Villainous Grounds, located at 26 N. Jackson Street in Perryville, is co-owned by Mary Jo Bammel and her husband David. They were both working long hours and never seeing each other when they made the decision to invest in themselves and open their own business. David dreamed of starting a brick and mortar comic bookstore, but they realized they would need to offer more to be successful in this venture. They identified a market need for gourmet, fresh-roasted coffee in Perryville and opened the bookstore/coffee shop hybrid in January 2016.
After shouldering all the expenses to get the business off the ground and to survive the critical first year in business, they decided to seek financing.
“The Bank of Missouri asked us to sit down with Crystal Jones from the MIC because we were not only purchasing the building but also consolidating debt from startup costs and looking for working capital,” said Mary Jo Bammel. “The MIC was able to help us meet those financial goals.”
To date, the MIC has loaned $300,200 of the $1 million investment it received from USDA Rural Development for the IRP revolving loan fund program.
“Our revolving loan fund program fills an important access to capital need in the region,” said Jones, director of the Economic and Business Engagement Center and staff to the MIC Board of Directors. “The loans are designed to provide gap financing for small businesses that are not able to receive all of the capital they need from their primary lender. We work collaboratively with banks, such as The Bank of Missouri, to make these deals a reality and are always pleased when businesses like Villainous Grounds can continue to grow and retain jobs in the community.”
According to the owners, not only is business flourishing, they are also achieving other goals.
“Despite the long hours, we truly enjoy getting to be a part of our customers’ days,” said Mary Jo Bammel. “We have a map that our customers pin to show us where they’re from and every state in the U.S. and 15 other countries are already accounted for. We are bringing travelers to our downtown, bringing attention and commerce to our square.”
They also have been able to support local authors and artisans by selling their work through consignment and support the community by donating tips to local charities.
“Small, local businesses are the backbone of the community,” said The Bank of Missouri assistant vice president Amanda Klaus. “We enjoy seeing them reach success, and it is an honor to be a part of their story.”

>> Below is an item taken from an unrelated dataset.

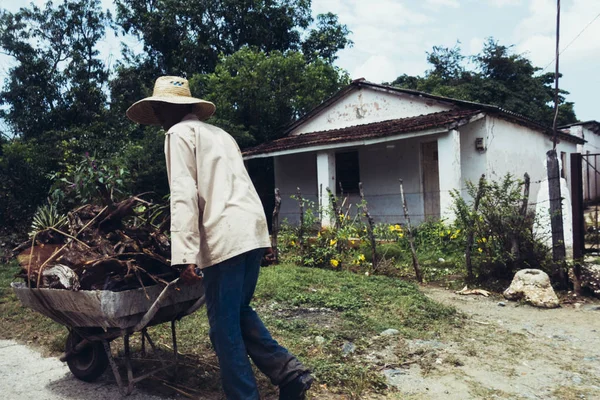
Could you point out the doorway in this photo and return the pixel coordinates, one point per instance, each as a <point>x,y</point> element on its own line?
<point>431,180</point>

IRP loan funds will continue to be made available by the MIC in the counties of Bollinger, Butler, Cape Girardeau, Carter, Dunklin, Iron, Madison, Mississippi, New Madrid, Pemiscot, Perry, Reynolds, Ripley, Scott, St. Francois, Ste. Genevieve, Stoddard and Wayne.
IRP loans range in size from $25,000 to $100,000 with limited exceptions for higher amounts. Eligible loan purposes include real estate, buildings, leasehold improvements, equipment, inventory, working capital, and refinancing.